Add in combatting context rot, and what looks to be simple at a top level begins to get increasingly complex.
@RS - I don't think it will get rid of coding, easily replicable code maybe, but we've had mechanisms to do that for years and most places don't, so maybe not even that.
Add in a lot of work is brownfield, and AI is almost useless at that at scale. Munged together monoliths, where no one has bothered with separation of concern, and every layer is riddled with hacks, and objects that don't belong there, is guaranteed to confuse an AI.
I still believe cost will be the eventual undoing of AI, with people either using less capable models with less value, or a negative ROI with the good models.
Sure, AI bubble will burst, same as the dotcom bubble did, internet and internet companies never to be seen again, LOL!
The dotcon bubble did burst.
As AltaVista. Boo.com. And that Dutch one that went from 60bn to 12bn in a weekend.

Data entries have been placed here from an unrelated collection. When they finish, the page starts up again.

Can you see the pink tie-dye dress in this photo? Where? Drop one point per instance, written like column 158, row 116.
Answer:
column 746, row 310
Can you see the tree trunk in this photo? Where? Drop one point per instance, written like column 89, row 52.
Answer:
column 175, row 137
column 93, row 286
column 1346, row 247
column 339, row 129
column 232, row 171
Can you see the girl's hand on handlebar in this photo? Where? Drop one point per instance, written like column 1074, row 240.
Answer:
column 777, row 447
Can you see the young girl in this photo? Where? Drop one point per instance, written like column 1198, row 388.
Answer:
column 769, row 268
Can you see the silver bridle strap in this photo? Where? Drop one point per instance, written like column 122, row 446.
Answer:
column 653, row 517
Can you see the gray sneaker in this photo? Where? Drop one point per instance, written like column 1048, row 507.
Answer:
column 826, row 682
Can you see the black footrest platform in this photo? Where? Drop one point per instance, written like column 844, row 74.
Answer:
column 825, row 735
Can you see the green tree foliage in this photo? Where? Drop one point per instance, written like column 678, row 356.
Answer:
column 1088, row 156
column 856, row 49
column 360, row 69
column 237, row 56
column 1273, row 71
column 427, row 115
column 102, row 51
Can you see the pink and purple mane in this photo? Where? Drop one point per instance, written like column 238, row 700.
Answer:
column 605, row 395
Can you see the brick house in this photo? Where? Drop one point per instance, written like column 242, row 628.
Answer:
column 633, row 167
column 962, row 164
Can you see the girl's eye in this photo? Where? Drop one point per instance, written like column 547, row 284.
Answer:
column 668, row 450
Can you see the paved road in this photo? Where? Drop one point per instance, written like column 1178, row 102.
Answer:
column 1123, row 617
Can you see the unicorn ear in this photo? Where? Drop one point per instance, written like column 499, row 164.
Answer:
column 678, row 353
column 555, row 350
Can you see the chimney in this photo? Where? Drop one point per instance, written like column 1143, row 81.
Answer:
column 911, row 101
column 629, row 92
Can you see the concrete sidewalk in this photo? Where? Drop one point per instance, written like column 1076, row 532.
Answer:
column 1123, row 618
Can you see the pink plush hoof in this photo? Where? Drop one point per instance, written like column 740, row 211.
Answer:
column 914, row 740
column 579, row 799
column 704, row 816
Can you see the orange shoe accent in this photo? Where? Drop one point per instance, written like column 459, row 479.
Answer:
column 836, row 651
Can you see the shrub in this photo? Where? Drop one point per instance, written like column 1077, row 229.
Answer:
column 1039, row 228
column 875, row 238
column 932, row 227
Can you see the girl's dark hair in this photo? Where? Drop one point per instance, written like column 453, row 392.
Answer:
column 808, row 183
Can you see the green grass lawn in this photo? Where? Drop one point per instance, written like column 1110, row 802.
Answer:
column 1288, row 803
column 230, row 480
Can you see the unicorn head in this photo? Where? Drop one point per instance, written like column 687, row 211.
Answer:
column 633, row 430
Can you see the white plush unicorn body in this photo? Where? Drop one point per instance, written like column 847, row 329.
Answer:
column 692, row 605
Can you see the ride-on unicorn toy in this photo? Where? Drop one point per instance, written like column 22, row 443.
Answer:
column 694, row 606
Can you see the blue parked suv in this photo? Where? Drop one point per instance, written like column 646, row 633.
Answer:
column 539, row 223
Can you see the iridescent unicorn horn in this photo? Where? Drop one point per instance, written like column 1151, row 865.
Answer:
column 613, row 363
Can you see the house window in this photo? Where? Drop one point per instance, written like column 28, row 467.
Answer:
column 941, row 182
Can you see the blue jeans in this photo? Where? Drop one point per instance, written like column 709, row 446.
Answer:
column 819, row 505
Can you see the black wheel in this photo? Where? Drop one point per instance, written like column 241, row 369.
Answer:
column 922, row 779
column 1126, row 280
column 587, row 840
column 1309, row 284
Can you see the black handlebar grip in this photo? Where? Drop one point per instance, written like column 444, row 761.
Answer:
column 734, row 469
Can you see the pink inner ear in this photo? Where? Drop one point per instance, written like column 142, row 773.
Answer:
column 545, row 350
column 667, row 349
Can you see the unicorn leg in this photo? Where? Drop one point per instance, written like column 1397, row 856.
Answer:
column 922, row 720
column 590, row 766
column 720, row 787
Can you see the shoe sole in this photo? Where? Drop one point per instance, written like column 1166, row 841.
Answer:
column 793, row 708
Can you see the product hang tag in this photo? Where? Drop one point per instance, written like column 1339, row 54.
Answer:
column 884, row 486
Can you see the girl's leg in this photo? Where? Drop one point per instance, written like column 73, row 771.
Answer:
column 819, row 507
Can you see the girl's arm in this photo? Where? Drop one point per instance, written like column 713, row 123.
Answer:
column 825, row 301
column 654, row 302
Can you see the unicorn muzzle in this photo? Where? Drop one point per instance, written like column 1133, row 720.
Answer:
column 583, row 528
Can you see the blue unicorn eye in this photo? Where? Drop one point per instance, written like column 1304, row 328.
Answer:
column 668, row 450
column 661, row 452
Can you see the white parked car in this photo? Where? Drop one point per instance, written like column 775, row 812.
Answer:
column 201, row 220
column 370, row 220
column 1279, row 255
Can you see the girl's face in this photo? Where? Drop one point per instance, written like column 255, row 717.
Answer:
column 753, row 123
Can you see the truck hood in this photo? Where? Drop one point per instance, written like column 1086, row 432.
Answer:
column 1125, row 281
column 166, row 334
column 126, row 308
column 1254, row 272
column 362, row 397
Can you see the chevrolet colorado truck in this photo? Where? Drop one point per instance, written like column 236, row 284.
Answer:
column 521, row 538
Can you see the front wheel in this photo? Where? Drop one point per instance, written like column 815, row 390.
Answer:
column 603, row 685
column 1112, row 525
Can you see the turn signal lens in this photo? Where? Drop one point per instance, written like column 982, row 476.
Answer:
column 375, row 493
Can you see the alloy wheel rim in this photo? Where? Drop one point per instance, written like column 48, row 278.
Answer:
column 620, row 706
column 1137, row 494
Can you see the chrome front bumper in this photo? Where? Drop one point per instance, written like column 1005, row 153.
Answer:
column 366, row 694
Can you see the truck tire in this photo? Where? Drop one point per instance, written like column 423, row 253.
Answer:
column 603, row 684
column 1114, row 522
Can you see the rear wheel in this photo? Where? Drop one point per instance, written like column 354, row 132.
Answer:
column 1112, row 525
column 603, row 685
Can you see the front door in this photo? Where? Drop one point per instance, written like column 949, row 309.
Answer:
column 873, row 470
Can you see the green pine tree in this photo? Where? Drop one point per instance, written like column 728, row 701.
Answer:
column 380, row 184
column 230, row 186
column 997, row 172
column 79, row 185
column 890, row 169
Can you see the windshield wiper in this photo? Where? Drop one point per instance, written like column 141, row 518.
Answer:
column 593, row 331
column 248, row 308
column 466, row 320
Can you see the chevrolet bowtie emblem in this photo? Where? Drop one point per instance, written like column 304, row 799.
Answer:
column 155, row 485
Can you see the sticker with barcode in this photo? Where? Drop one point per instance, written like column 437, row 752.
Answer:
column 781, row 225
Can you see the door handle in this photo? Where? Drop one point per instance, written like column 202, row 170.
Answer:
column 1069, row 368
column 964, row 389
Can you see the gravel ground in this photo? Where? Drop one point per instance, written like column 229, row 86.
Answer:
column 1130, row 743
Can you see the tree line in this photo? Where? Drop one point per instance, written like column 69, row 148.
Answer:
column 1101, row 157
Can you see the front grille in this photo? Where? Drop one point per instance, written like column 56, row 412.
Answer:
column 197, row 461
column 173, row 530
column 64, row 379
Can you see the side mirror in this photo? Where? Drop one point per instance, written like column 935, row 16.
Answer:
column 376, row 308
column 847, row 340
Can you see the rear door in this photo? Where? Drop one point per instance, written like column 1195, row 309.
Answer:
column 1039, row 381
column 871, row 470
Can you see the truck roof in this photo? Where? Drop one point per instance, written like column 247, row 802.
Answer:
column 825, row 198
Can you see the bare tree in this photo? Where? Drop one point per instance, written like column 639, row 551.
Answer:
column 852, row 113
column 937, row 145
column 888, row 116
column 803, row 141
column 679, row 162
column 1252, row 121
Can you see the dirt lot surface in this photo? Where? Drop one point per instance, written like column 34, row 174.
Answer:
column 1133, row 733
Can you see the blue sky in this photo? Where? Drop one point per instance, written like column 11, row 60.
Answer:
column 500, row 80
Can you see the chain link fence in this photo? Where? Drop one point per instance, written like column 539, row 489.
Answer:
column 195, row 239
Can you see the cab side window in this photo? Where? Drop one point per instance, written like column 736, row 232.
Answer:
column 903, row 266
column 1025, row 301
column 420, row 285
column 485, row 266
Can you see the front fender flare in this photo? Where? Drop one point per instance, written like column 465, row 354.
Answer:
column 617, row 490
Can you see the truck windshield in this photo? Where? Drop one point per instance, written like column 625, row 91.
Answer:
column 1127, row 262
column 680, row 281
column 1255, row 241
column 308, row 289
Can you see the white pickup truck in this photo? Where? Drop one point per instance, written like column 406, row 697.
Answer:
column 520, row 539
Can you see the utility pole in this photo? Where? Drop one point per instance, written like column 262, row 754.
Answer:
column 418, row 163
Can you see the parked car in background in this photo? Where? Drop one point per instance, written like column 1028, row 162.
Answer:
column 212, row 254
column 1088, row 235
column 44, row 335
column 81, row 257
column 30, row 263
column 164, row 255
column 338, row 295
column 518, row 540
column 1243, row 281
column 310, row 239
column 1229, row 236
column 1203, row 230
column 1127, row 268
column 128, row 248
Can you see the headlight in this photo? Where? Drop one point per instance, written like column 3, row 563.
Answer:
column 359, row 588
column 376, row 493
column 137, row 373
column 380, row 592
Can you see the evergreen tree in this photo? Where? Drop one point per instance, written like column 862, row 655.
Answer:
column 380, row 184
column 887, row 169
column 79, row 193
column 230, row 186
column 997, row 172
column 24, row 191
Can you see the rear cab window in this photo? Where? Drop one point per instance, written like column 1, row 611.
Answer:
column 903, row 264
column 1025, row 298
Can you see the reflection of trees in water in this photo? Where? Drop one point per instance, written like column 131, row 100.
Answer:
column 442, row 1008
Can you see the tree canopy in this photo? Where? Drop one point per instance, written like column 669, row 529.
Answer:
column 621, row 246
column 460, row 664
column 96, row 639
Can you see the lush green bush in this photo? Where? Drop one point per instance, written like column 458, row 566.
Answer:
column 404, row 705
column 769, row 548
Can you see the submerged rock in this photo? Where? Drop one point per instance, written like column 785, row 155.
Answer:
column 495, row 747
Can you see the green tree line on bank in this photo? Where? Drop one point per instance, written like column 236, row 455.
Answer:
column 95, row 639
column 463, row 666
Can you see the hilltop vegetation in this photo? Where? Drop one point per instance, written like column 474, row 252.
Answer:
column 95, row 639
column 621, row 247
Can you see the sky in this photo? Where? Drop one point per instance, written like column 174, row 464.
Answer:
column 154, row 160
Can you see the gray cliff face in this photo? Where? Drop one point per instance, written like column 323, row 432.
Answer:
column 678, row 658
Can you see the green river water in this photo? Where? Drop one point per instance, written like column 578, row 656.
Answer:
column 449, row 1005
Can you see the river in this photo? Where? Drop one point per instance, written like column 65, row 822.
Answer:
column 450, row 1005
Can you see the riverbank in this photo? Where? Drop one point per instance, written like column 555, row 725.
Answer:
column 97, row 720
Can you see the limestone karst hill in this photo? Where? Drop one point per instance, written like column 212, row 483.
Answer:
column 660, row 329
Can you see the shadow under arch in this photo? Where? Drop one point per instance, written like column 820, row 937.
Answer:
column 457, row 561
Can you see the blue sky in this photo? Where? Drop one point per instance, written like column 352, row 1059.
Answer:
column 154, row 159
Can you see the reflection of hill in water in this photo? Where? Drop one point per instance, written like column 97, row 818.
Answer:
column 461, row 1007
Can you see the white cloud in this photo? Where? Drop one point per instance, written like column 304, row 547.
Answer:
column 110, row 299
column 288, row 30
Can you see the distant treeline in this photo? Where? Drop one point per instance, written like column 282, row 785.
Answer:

As BQ says, a lot of the pre-dotcom bubble businesses are no longer around.
Will AI disappear? Probably not, but given the exposure, and funny money financing schemes (e.g. nVidia handing OpenAI a few billion to buy nVidia chips) that have a whiff of the Crazy Eddie's about them, I'm not sure if it'll pick back up like the internet business did.
The internet being a network, the startup costs are low, AI, not so much, even if you use something like ollama, you'll still need plenty of time + money to train it on anything hefty.
Yep, so what happened to the internet and internet companies afterwards?